Hongming Zhou received the B.Eng. and Ph.D. degrees from Nanyang

Technological University, Singapore, in 2009 and 2014, respectively.

He is currently a Research Fellow with the School of Electrical and

Electronic Engineering, Nanyang Technological University. His current

research interests include classiﬁcation and regression algorithms such as

extreme learning machines, neural networks, and support vector machines

as well as their applications including heating, ventilation and air condition-

ing system control applications, biometrics identiﬁcation, image retrieval, and

ﬁnancial index prediction.

Lihua Xie (F’07) received the B.E. and M.E. degrees from the Nanjing

University of Science and Technology, Nanjing, China, in 1983 and 1986,

respectively, and the Ph.D. degree from the University of Newcastle,

Callaghan, NSW, Australia, in 1992, all in electrical engineering.

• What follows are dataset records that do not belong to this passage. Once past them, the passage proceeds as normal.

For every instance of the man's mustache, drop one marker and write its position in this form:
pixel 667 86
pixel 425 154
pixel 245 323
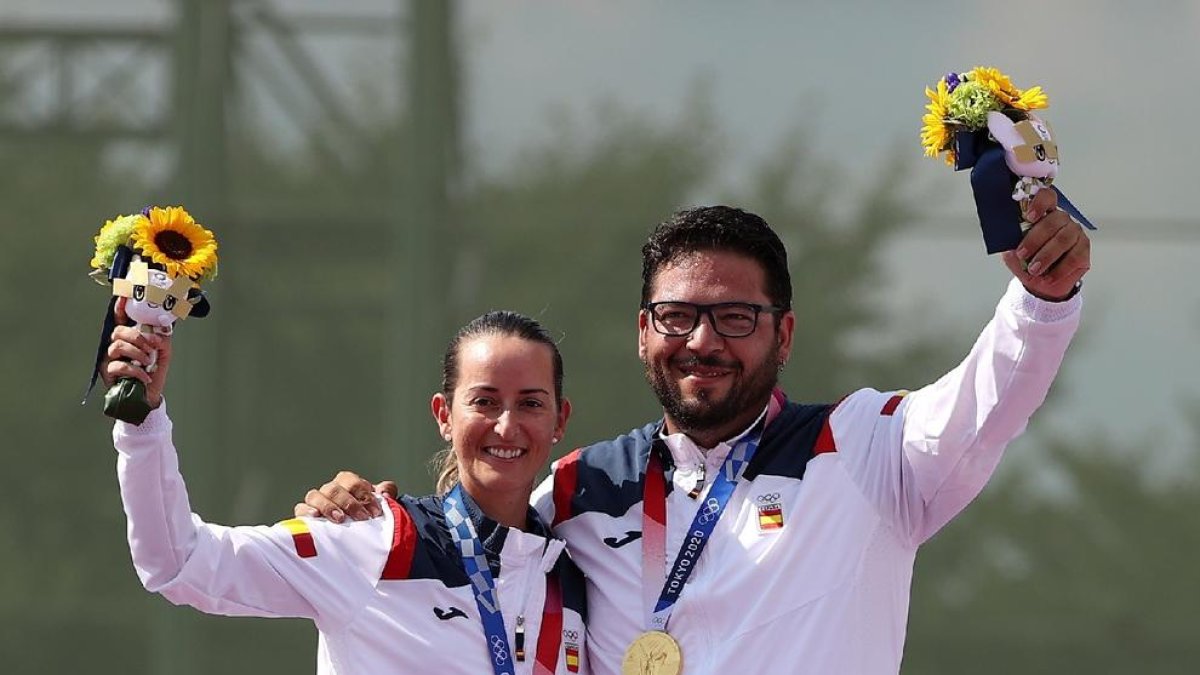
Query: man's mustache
pixel 705 362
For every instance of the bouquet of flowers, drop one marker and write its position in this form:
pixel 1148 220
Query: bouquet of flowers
pixel 156 260
pixel 979 120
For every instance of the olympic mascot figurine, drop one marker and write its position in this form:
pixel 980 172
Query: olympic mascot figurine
pixel 983 123
pixel 156 260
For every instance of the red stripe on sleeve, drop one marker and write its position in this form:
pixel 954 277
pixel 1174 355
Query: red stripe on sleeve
pixel 565 478
pixel 825 440
pixel 305 545
pixel 892 405
pixel 550 637
pixel 403 543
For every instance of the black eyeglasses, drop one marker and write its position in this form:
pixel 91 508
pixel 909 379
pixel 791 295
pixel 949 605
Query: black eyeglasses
pixel 730 320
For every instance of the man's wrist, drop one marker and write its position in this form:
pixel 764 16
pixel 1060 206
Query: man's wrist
pixel 1074 291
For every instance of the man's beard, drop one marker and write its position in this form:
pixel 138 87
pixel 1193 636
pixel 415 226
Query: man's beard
pixel 748 393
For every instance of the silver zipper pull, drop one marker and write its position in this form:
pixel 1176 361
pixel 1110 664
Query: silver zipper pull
pixel 520 637
pixel 700 483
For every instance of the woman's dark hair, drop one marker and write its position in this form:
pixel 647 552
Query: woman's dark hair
pixel 495 323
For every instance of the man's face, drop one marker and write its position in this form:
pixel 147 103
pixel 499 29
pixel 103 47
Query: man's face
pixel 713 387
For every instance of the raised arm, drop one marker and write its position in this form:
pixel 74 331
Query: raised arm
pixel 297 568
pixel 922 458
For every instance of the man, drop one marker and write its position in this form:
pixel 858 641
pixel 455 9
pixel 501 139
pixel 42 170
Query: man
pixel 798 559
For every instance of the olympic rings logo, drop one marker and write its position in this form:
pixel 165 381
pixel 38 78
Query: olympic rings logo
pixel 709 511
pixel 499 650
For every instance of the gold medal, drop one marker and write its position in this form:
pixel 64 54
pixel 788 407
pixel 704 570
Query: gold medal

Since 1992, he has been at the School of Electrical and Electronic

Engineering, Nanyang Technological University, Singapore. From 1986 to

1989, he was a Teacher at the Department of Automatic Control, Nanjing

University of Science and Technology. From 2006 to 2011, he was a

Changjiang Visiting Professor at the South China University of Technology,

Guangzhou, China. From 2011 to 2014, he was a Professor and the Head of

Division of Control and Instrumentation at Nanyang Technological University,

Singapore. His current research interests include robust control and estimation,

networked control systems, multiagent networks, and unmanned systems. He

has published over 260 journal papers and co-authored two patents and six

books.

Prof. Xie has served as an Editor of IET Book Series in Control and an

Associate Editor of a number of journals including the IEEE TRANSACTIONS

ON AUTOMATIC CONTROL,Automatica, the IEEE TRANSACTIONS ON

CONTROL SYSTEMS TECHNOLOGY, and the IEEE TRANSACTIONS ON

CIRCUITS AND SYSTEMS-II.

Guang-Bin Huang (SM’04) received the B.Sc. degree in applied mathematics

and M.Eng. degree in computer engineering from Northeastern University,

Shenyang, China, in 1991 and 1994, respectively, and the Ph.D. degree in

electrical engineering from Nanyang Technological University, Singapore, in

1999.

He was at the Applied Mathematics Department and Wireless

Communication Department of Northeastern University. From 2001, he was

an Assistant Professor and an Associate Professor (with tenure) at the School

of Electrical and Electronic Engineering, Nanyang Technological University,

Singapore. He is the Principal Investigator of several industrial sponsored

research and development projects. He has also led/implemented several key

industrial projects including the Chief Architect/Designer and the Technical

Leader of Singapore Changi Airport Cargo Terminal 5 Inventory Control

System Upgrading Project. His current research interests include big data

analytics, human computer interface, brain computer interface, image process-

ing/understanding, machine-learning theories and algorithms, extreme learning

machine, and pattern recognition. He was the Highly Cited Researcher listed

in 2014—The World’s Most Inﬂuential Scientiﬁc Minds by Thomson Reuters.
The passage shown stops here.